Священник говорит, что миссис Скорби обрела мир. Будем надеяться, что это правда. А вот семья ее несомненно мир обрела. Нетрудно понять, в чем здесь ошибка. Материнская любовь — прежде всего дар. Но дарует она, чтобы довести ребенка до той черты, после которой он в этом даре нуждаться не будет. Мы кормим детей, чтобы они со временем сами научились есть; мы учим их, чтобы они выучились, чему нужно. Эта любовь работает против себя самой. Цель наша — стать ненужными. «Я больше им не нужна» — награда для матери, признание хорошо выполненного дела. Но инстинкт по природе своей этому противится. Он тоже хочет ребенку добра, только — своего, от матери исходящего. Если не включится более высокая любовь, которая хочет любимому добра, откуда бы оно ни исходило, мать не сдается. Чаще всего так и бывает. Чтобы в ней нуждались, мать выдумывает несуществующие нужды или отучает ребенка от самостоятельности. Совесть ее при этом чиста; она не без оснований думает, что любовь ее — дар, и выводит из этого, что эгоизма в ней нет.
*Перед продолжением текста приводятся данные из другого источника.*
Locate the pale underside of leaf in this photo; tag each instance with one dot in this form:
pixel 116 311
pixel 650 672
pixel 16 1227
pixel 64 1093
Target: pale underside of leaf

Касается это, конечно, не только матерей. Любая привязанность-дар может к этому привести, например любовь опекуна к опекаемому. Эмма у Джейн Остен хочет счастья Гарриет Смит, но только такого, которое приготовила сама Эмма. Опасность эта очень сильна в моей профессии. Университетский преподаватель должен дать ученику столько, чтобы тот не нуждался в нем, более того, чтобы тот мог стать его соперником и критиком. Мы должны радоваться, когда это случится, как радуется учитель фехтования, когда ученик выбьет у него шпагу. Многие и радуются; но не все.
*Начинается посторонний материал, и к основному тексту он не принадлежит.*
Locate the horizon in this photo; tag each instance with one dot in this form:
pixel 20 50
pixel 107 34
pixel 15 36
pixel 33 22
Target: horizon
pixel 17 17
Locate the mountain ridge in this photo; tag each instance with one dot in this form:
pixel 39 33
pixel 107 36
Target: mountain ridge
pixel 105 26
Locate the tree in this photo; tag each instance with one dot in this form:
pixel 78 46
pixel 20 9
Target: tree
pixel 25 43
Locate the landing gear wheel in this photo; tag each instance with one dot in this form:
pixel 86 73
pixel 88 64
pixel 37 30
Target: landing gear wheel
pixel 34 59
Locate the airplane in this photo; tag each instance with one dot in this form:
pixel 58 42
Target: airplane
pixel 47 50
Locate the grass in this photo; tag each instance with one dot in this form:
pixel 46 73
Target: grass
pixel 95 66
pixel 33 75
Я достаточно стар, чтобы помнить доктора Кварца. Ни в одном университете не было такого хорошего и усердного учителя. Он буквально отдавал себя ученикам, и они его любили, почитали. Когда он перестал заниматься с ними, они не оставили его, часто заходили к нему и долго с ним спорили. Но вот — через месяцы или через недели — наступил роковой вечер, когда им сказали, что доктора нет дома. Так его с тех пор и не было. Дело в том, что они посмели с ним не согласиться. Встретившись с той самой независимостью, которую он воспитывал, доктор Кварц ее не вынес. Вотан создал свободного Зигфрида, а увидев, что Зигфрид свободен, разгневался. Доктор Кварц был несчастным человеком.
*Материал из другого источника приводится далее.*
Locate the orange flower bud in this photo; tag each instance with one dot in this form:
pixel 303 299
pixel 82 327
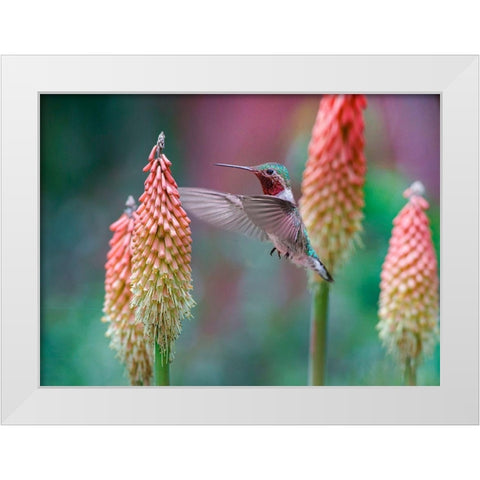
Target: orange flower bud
pixel 332 187
pixel 126 335
pixel 161 272
pixel 409 296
Страшная нужда в том, чтобы в нас нуждались, находит выход в любви к животным. Фраза «Он (она) любит животных» не значит ничего. Любить животных можно по-разному. С одной стороны, домашнее животное — мост между нами и природой. Всем нам бывает грустно оттого, что мы, люди, одиноки в мире живого — почти утратили чутье, видим себя со стороны, вникаем в бесчисленные сложности, не умеем жить в настоящем. Мы не можем и не должны уподобляться животным. Но мы можем быть с ними. Животное достаточно личностно, чтобы предлог "с" выступил во всей своей силе; и все же оно — небольшой комок биологических импульсов. Собака или кошка тремя лапами стоит в природе, одной — там, где мы. Животное — это посланец. Кто не хотел бы, как сказал Бозанкет",31 «направить посла ко двору великого Пана»? Человек с собакой или с котом затыкает дыру в мироздании. Но, с другой стороны, животное можно воспринять неправильно. Если вы хотите быть нужным, а семье удалось от вас увернуться, животное может заменить ее. Несчастное создание принесет вашим родным большую пользу, вроде громоотвода; вы будете так заняты тем, чтобы портить ему жизнь, что у вас не хватит времени портить жизнь им. Собака подойдет тут больше кошки. Говорят, лучше всего — обезьяны. Животному вашему, конечно, не посчастливилось. Но может быть, оно не сумеет понять, как вы ему навредили; а если и сумеет, вы о том не узнаете. Самый забитый человек нет-нет да взорвется и выскажет все как есть. На ваше счастье, животное лишено дара речи.